There is an endless amount of Cajun seafood restaurants in New Orleans that serve crawfish, both boiled and cooked. We highly recommend trying boiled crawfish if you can get it! Similar to fondue, boiled crawfish is an experience: it takes time to eat, which means lots of socializing with your friends and family in between bites.
Aside from its taste, one of the best things about boiled crawfish is how inexpensive it can be. The price will depend on the availability of live crawfish, but most locals consider $4/lb a good price when ordering boiled crawfish from bars or restaurants. A good rule of thumb is to get 3 lbs per person (plus any desired fixin’s). This makes it an excellent option for visitors on a budget.

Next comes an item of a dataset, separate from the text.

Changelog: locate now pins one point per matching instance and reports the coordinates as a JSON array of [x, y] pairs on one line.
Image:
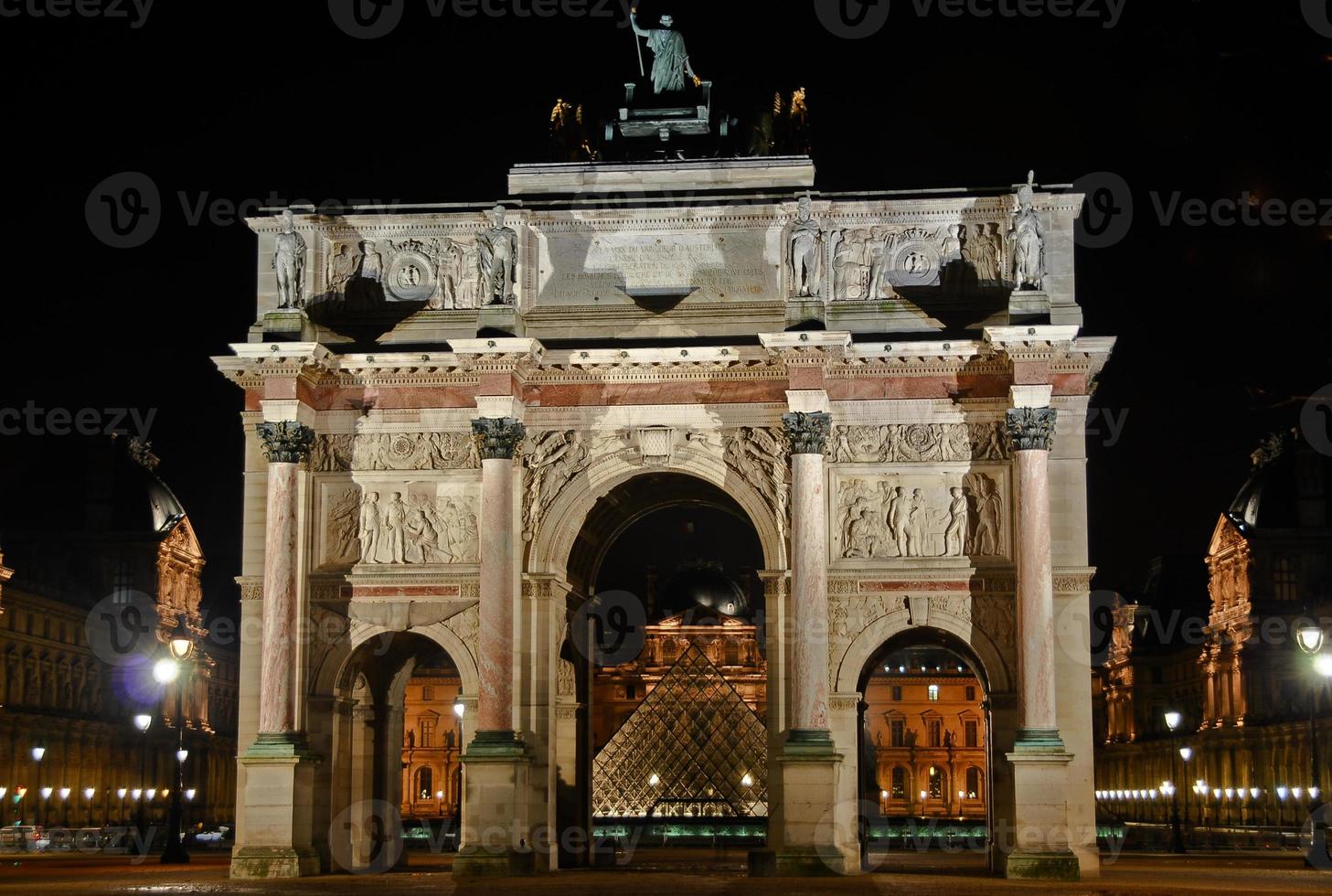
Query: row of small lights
[[1203, 790], [92, 791]]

If you’re looking for crawfish boil restaurants, our top recommendations are Big Fisherman Seafood on Magazine Street, Bevi Seafood Co. in Mid-City on Carrollton Avenue, and Cajun Seafood, which is so good it has four locations for you to choose from. These spots serve some of the best crawfish in New Orleans. Even better, each of these three seafood spots are within a three-mile radius of La Galerie Hotel, so feel free to walk, drive, or even take the streetcar. You can also find boiled crawfish served at a variety of bars in the French Quarter, such as Three Legged Dog on Burgundy Street, which is just half a mile from La Galerie
If it's past crawfish season or you simply aren't ready to get your hands dirty, stop by almost any restaurant that serves seafood and you'll find a crawfish dish on the menu. We recommend crawfish bisque, crawfish etouffee, and crawfish Monica if you're looking for traditional crawfish dishes, but there are plenty of unique crawfish offerings as well. Head to The Bon Ton Café just four blocks from La Galerie to try the classics, from crawfish etouffee to crawfish bisque and crawfish jambalaya. If you're looking for innovation, try the crawfish and goat cheese crepes or the crawfish hash for brunch at Tujague's, the second oldest restaurant in New Orleans, which is only a half-mile from La Galerie.

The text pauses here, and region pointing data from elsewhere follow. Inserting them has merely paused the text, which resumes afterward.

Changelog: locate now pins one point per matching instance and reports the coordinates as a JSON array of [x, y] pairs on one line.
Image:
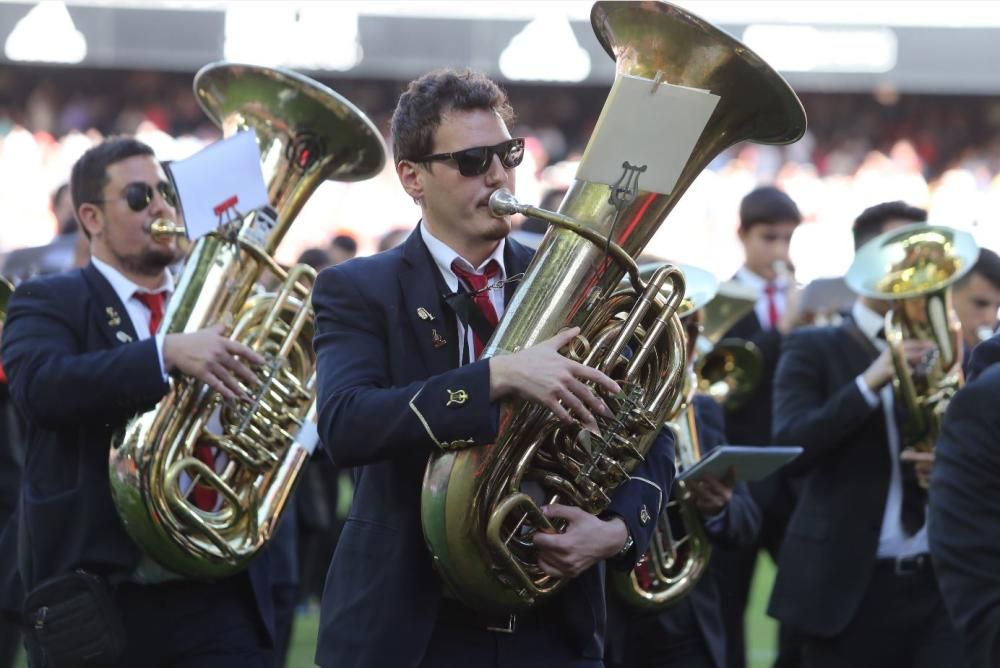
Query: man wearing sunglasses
[[83, 353], [398, 339]]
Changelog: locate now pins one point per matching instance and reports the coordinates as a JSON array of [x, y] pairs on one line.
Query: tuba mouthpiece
[[502, 203], [162, 229]]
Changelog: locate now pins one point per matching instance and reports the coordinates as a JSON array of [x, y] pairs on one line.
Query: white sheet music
[[223, 172], [646, 123]]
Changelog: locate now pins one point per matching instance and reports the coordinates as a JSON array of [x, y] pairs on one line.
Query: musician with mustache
[[84, 353], [398, 377]]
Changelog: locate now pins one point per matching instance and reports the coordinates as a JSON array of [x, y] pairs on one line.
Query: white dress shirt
[[443, 257], [893, 541], [759, 284], [137, 312]]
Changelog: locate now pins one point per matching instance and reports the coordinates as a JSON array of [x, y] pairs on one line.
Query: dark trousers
[[461, 640], [902, 623], [188, 625], [669, 639], [734, 571]]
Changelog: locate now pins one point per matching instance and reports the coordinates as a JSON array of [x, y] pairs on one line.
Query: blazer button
[[456, 397]]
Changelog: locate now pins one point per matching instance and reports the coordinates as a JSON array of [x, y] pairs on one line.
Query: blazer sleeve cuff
[[454, 408]]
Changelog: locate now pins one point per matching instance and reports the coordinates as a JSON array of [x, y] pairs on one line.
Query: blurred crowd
[[941, 153]]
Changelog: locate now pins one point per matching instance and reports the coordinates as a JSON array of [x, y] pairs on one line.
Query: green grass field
[[761, 629]]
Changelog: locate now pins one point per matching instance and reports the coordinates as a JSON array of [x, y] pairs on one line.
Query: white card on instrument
[[646, 123], [227, 171]]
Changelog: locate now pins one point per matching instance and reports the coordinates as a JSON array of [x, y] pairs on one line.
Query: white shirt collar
[[125, 288], [758, 282], [867, 320], [443, 257]]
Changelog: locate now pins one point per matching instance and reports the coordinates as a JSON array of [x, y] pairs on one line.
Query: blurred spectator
[[342, 248], [55, 256], [317, 258], [393, 238], [976, 298]]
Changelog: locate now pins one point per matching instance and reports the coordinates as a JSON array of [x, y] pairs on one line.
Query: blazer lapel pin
[[437, 340], [113, 318]]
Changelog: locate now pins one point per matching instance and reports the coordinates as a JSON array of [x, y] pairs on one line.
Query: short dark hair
[[872, 220], [768, 204], [345, 242], [90, 172], [427, 99], [987, 266]]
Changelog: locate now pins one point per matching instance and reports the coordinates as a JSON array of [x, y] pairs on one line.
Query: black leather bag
[[75, 622]]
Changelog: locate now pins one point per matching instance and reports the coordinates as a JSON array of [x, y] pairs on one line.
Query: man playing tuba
[[83, 354], [398, 377]]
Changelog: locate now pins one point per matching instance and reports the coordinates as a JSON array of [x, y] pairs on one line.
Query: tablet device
[[750, 462]]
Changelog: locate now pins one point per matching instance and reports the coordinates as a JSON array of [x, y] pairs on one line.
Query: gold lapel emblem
[[113, 318], [437, 340], [458, 397]]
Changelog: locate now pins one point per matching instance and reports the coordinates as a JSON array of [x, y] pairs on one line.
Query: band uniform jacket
[[77, 373], [830, 545], [964, 514], [385, 400]]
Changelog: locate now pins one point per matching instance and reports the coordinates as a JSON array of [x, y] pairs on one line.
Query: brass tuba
[[912, 267], [306, 134], [477, 511], [728, 370], [679, 549]]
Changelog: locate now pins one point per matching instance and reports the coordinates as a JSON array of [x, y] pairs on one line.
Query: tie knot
[[476, 282], [154, 302]]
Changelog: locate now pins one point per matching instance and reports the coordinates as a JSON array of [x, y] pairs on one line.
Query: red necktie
[[477, 283], [154, 302], [204, 496], [772, 305]]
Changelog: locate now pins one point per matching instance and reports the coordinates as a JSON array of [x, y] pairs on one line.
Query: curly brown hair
[[426, 99]]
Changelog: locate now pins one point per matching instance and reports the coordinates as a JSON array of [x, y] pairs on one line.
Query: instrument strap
[[462, 305]]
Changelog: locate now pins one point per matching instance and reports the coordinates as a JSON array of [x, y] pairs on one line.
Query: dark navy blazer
[[383, 389], [75, 382], [964, 513]]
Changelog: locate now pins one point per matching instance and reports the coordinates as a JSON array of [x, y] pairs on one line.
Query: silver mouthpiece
[[502, 203]]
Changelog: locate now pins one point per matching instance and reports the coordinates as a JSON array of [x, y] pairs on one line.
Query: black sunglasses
[[477, 160], [139, 195]]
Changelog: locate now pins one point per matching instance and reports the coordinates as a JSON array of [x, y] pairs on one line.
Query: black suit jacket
[[75, 382], [383, 389], [832, 539], [964, 516], [737, 530], [641, 637], [983, 356]]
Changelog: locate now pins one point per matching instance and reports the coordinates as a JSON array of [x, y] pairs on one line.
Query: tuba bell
[[306, 134], [477, 509], [913, 267]]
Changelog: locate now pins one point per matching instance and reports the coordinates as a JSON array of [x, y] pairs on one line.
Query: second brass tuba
[[913, 268], [477, 506], [679, 550], [306, 134]]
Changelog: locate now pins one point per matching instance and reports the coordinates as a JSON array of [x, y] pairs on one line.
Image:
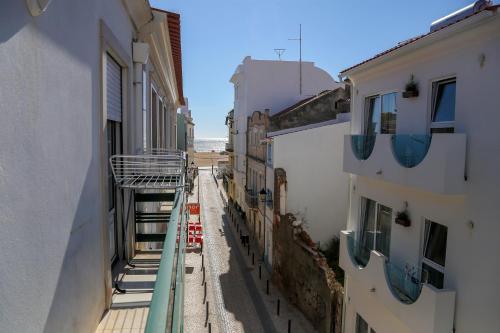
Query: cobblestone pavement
[[237, 297]]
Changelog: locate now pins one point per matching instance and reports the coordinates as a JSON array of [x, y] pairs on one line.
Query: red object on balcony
[[194, 208]]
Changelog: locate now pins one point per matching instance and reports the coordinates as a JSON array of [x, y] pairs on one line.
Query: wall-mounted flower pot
[[405, 222], [410, 93]]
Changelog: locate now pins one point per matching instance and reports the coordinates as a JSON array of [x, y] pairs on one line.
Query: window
[[374, 230], [443, 106], [144, 110], [154, 117], [434, 253], [362, 325], [270, 154], [380, 114]]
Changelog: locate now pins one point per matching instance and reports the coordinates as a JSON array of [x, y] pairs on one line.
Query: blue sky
[[218, 34]]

Final New Orleans Crawfish Season Tips
Peeling boiled crawfish means getting your hands a little bit messy. Avoid scheduling a nail appointment right before your boil, because you’ll want those hands to be ready to peel. Since crawfish are also a bit juicy, be smart about your outfit choices as well. The point is to eat your fish, not wear it. This means that white t-shirts are a definite no-go. Consider wearing a romper, shorts and a tank, or a sundress instead. Also, make sure you’ve got a little time to clean up after your first boil before heading somewhere nice.
With this New Orleans Crawfish Season Guide, you can make the most of crawfish season in New Orleans!.